Shah is known to call a spade a spade. Did you ever hear him describe the BJP as “the party with a difference”, something his predecessors would do with so much aplomb? No, to him, gaining power was the be-all and end-all of politics, and he spent every moment of his five-and-a-half years in the BJP president’s office in that single pursuit. If it involved using the government at the Centre to dismiss elected governments in states or using central investigation agencies, so be it. If it involved wholesale trading of opposition leaders—say, in Arunachal Pradesh where Pema Khandu crossed over with 33 MLAs to form a BJP government—or to artificially create a ‘pro-BJP wave’ to swing fence-sitting voters, so be it.
Exposing the ‘secular’ brigade
Everything is fair in love and war, as they say. For Amit Shah, politics is like a war in which he takes no prisoners. Not that his predecessors didn’t do it because they thought the BJP was a party with a difference. Not because they didn’t want to stoop to the level that the Congress did to attain or retain power. Nah, Amit Shah’s predecessors simply couldn’t. They lacked his guts, gumption and chutzpah.
There was a time when then BJP chief Venkaiah Naidu had to sack D.P. Yadav from the party because of his criminal past. But Shah had no qualms sharing the stage with Yadav at public meetings in Haryana in 2014.

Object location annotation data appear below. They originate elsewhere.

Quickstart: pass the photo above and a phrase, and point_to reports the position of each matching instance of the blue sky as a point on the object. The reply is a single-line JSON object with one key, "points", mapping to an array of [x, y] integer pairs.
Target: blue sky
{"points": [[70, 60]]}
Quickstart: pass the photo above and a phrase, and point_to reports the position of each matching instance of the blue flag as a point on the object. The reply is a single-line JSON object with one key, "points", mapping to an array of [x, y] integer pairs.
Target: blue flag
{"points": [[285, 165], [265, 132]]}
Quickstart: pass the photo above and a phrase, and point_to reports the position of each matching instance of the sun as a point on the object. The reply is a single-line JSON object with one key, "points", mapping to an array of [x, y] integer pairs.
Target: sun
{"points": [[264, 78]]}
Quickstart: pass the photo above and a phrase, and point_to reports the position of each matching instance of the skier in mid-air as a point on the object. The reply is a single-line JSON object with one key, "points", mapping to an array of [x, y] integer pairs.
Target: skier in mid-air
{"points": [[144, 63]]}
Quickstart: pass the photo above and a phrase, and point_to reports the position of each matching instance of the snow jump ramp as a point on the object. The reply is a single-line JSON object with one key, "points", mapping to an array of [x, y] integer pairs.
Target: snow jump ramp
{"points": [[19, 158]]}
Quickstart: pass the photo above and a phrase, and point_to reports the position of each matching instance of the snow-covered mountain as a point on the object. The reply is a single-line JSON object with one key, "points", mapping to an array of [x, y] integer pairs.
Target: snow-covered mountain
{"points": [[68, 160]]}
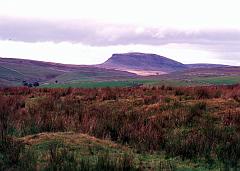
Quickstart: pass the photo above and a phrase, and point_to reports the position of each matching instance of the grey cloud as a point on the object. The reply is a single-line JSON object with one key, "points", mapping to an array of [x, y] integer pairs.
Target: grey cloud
{"points": [[96, 34]]}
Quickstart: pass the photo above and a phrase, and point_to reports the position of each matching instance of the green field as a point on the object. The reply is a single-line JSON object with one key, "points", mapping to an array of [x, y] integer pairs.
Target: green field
{"points": [[224, 80]]}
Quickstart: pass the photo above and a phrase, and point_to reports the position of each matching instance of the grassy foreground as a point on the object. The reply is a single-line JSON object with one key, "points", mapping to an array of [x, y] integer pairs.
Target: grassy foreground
{"points": [[141, 128]]}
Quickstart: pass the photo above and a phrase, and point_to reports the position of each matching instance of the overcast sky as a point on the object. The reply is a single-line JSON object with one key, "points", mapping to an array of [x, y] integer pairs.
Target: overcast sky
{"points": [[89, 31]]}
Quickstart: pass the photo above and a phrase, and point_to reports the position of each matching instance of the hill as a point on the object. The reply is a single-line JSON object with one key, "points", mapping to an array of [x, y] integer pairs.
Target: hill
{"points": [[14, 71], [205, 65], [143, 64]]}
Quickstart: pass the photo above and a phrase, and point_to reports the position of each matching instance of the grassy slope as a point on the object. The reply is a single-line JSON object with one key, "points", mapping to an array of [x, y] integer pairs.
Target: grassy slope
{"points": [[195, 81], [14, 71], [86, 146]]}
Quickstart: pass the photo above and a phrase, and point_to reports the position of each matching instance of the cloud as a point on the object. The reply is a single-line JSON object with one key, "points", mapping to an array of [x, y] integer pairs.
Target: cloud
{"points": [[103, 34]]}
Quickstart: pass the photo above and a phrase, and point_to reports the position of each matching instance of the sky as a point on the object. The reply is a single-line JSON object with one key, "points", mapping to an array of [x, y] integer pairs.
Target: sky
{"points": [[90, 31]]}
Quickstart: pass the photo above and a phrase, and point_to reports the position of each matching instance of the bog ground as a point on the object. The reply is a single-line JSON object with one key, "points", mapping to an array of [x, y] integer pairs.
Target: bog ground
{"points": [[134, 128]]}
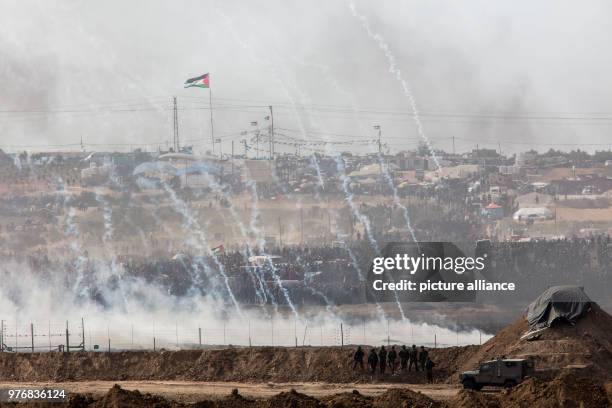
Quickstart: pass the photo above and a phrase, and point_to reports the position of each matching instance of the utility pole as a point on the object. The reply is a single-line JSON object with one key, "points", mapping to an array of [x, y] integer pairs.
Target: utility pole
{"points": [[254, 123], [377, 127], [232, 159], [280, 233], [301, 225], [67, 339], [245, 148], [271, 133], [176, 136]]}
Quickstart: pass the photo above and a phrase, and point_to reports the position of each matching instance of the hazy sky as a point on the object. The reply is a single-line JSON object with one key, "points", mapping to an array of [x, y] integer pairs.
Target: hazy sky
{"points": [[514, 74]]}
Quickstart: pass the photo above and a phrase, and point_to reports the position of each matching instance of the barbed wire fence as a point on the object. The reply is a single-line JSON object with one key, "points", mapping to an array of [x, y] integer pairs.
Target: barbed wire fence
{"points": [[71, 336]]}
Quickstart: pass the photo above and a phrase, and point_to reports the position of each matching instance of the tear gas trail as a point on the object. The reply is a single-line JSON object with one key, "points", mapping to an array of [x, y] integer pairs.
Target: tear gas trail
{"points": [[192, 223], [393, 68], [329, 77], [24, 293]]}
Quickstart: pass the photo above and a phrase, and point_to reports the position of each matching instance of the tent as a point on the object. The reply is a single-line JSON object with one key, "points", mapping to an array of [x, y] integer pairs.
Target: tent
{"points": [[566, 303]]}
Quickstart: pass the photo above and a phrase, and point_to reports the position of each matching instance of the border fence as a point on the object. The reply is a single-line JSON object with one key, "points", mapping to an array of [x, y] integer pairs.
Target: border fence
{"points": [[70, 336]]}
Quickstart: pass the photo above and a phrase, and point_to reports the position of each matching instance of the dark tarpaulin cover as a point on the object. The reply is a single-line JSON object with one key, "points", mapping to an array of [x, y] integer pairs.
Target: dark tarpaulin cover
{"points": [[557, 302]]}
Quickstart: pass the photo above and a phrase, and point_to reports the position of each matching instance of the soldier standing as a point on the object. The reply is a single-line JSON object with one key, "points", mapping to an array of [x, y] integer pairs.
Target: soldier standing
{"points": [[413, 354], [429, 365], [373, 360], [382, 359], [392, 357], [404, 356], [423, 355], [358, 358]]}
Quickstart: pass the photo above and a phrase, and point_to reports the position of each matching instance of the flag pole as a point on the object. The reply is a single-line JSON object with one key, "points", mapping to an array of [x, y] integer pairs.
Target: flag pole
{"points": [[212, 131]]}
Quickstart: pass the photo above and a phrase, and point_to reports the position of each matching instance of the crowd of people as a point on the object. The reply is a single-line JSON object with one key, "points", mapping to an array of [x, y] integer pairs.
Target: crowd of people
{"points": [[396, 361], [337, 273]]}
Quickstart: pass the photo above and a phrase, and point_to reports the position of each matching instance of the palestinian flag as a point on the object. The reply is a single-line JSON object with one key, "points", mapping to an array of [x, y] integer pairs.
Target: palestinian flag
{"points": [[203, 81]]}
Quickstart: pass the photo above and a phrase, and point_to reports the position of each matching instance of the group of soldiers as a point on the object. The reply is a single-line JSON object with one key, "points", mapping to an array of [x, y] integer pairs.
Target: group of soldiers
{"points": [[406, 357]]}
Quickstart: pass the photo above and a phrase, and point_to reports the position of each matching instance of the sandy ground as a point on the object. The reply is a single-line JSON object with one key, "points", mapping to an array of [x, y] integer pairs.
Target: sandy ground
{"points": [[186, 391]]}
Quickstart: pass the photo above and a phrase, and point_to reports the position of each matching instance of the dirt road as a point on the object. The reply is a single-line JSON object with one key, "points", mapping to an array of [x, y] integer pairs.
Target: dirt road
{"points": [[186, 391]]}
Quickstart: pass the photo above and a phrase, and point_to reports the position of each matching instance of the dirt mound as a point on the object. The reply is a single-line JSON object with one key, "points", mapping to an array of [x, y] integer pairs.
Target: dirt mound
{"points": [[404, 398], [564, 391], [567, 390], [234, 400], [348, 400], [257, 364], [587, 344], [291, 399], [474, 399], [117, 397]]}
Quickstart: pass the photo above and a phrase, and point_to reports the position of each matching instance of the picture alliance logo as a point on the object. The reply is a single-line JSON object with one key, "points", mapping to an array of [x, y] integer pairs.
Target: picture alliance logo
{"points": [[414, 264]]}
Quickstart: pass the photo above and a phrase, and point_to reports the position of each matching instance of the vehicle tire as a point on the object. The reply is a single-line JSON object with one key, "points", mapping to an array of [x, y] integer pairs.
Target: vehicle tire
{"points": [[469, 384]]}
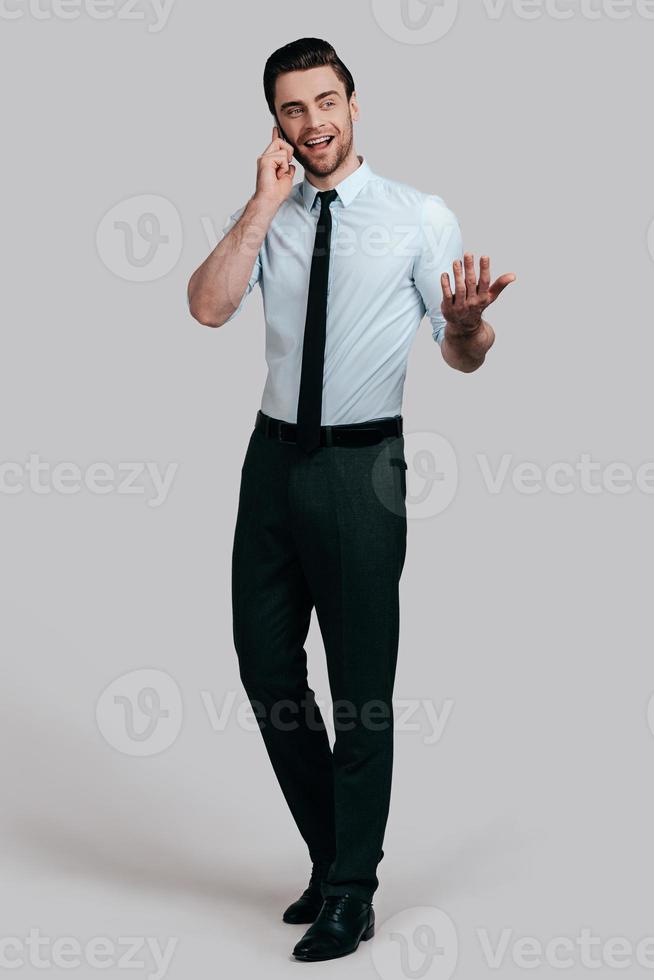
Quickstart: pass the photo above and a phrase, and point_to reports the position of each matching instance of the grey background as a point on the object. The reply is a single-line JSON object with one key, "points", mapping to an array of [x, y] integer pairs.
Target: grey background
{"points": [[528, 612]]}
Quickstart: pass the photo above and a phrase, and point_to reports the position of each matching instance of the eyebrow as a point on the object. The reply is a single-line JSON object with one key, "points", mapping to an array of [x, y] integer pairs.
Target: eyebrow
{"points": [[287, 105]]}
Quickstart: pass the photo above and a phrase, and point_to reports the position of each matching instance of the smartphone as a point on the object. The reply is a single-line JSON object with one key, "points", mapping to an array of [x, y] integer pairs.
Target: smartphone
{"points": [[281, 131]]}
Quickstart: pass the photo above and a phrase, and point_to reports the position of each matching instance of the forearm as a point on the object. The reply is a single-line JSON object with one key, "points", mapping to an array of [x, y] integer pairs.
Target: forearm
{"points": [[216, 287], [466, 350]]}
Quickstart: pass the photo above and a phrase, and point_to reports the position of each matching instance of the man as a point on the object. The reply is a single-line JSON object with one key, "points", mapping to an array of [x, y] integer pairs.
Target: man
{"points": [[348, 263]]}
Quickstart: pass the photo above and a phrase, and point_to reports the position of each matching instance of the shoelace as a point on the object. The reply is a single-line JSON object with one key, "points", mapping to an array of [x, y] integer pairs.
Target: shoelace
{"points": [[334, 906]]}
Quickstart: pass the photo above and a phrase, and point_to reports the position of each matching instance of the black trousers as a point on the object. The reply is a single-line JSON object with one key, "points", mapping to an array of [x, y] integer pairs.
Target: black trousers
{"points": [[324, 531]]}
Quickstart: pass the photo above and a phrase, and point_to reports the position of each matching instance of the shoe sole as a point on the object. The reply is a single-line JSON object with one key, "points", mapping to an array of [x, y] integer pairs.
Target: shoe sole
{"points": [[368, 934]]}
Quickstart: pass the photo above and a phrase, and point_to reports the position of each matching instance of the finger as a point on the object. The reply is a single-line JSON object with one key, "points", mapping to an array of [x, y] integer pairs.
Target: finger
{"points": [[471, 278], [501, 284], [279, 145], [484, 274], [459, 282]]}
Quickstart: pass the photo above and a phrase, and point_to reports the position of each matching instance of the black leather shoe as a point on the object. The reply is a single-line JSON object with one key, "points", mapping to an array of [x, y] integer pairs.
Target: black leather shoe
{"points": [[306, 908], [343, 921]]}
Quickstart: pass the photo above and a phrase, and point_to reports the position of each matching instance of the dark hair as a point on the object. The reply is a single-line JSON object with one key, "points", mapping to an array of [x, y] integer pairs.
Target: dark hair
{"points": [[306, 52]]}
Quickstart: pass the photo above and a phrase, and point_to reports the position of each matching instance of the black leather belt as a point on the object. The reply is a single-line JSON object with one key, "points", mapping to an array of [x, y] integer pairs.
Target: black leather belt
{"points": [[355, 434]]}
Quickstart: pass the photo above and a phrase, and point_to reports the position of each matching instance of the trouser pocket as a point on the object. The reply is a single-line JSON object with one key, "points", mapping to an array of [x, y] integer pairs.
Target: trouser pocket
{"points": [[402, 468]]}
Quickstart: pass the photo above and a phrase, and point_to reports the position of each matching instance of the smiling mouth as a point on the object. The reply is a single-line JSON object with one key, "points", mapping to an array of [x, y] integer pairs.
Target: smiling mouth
{"points": [[317, 147]]}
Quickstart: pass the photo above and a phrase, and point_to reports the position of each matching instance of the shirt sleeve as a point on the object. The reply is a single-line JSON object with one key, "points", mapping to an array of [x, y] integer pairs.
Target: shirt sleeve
{"points": [[256, 269], [441, 244]]}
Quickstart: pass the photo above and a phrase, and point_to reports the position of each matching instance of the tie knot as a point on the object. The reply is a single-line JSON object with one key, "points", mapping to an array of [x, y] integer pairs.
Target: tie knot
{"points": [[326, 198]]}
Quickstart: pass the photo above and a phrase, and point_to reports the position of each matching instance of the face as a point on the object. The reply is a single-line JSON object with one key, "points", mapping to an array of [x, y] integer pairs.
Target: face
{"points": [[311, 104]]}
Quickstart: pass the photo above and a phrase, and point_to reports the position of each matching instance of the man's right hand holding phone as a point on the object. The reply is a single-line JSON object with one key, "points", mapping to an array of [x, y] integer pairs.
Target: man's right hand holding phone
{"points": [[275, 172]]}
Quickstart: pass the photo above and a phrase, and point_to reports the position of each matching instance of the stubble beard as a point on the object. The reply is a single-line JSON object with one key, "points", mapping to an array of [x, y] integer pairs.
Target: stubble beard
{"points": [[328, 166]]}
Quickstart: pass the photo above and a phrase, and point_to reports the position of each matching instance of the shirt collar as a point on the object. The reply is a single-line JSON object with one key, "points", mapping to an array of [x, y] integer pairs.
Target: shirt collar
{"points": [[347, 189]]}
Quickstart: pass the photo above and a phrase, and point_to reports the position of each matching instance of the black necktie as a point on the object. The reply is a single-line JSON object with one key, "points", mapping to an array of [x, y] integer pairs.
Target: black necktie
{"points": [[313, 351]]}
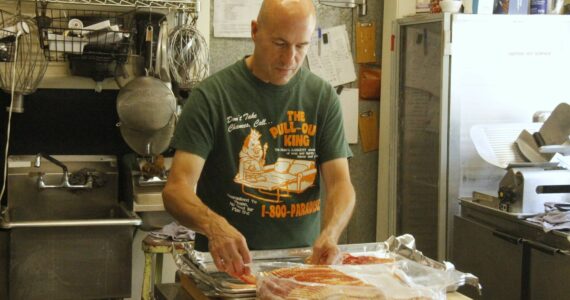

Assam Congressman Himanta Biswa Sarma, once accused of corruption by the BJP, would soon become Shah’s trusted lieutenant in the northeast.
Leaders of the Congress and other traditional opposition parties were shocked by the sheer audacity of Shah’s moves. They weren’t expecting him to abandon what they and the BJP leaders of yore considered virtues of morality and probity in public life. Here was a man who was ready to match their guile with guile, and sin with sin, in power games.
Congress members cried in anger—and in helplessness— accusing Shah of unveiling a “communal agenda”. But they wouldn’t come out in support of the Muslims. Shah’s aggressive and unapologetic Hindutva has taken a toll on them and the so-called ‘secular’ brigade.
When Bhim Army chief Chandrashekhar Azad joined Muslims at Delhi’s Jama Masjid to protest against the Citizenship (Amendment) Act, these ‘secular’ parties gnashed in anger, frustration and helplessness. They couldn’t join Azad, however much Shah would like them to.
Azad was trying to emerge as a new claimant of Muslim votes and the secular camp had to be upset. When Priyanka Gandhi Vadra visited the homes of the victims of police brutality during anti-CAA protests in Uttar Pradesh, she was accompanied by tika-wearing Brahmins. Have you seen any prominent politicians showing up at the Shaheen Bagh protest? Amit Shah must be credited for exposing the hypocrisy of this ‘secular’ brigade, which is confused about whether to wear a tika or a skull cap. The more they hate Shah for their dilemma, the more he loves it. Check out his website. It proudly displays critical news clippings that a normal politician would tear apart.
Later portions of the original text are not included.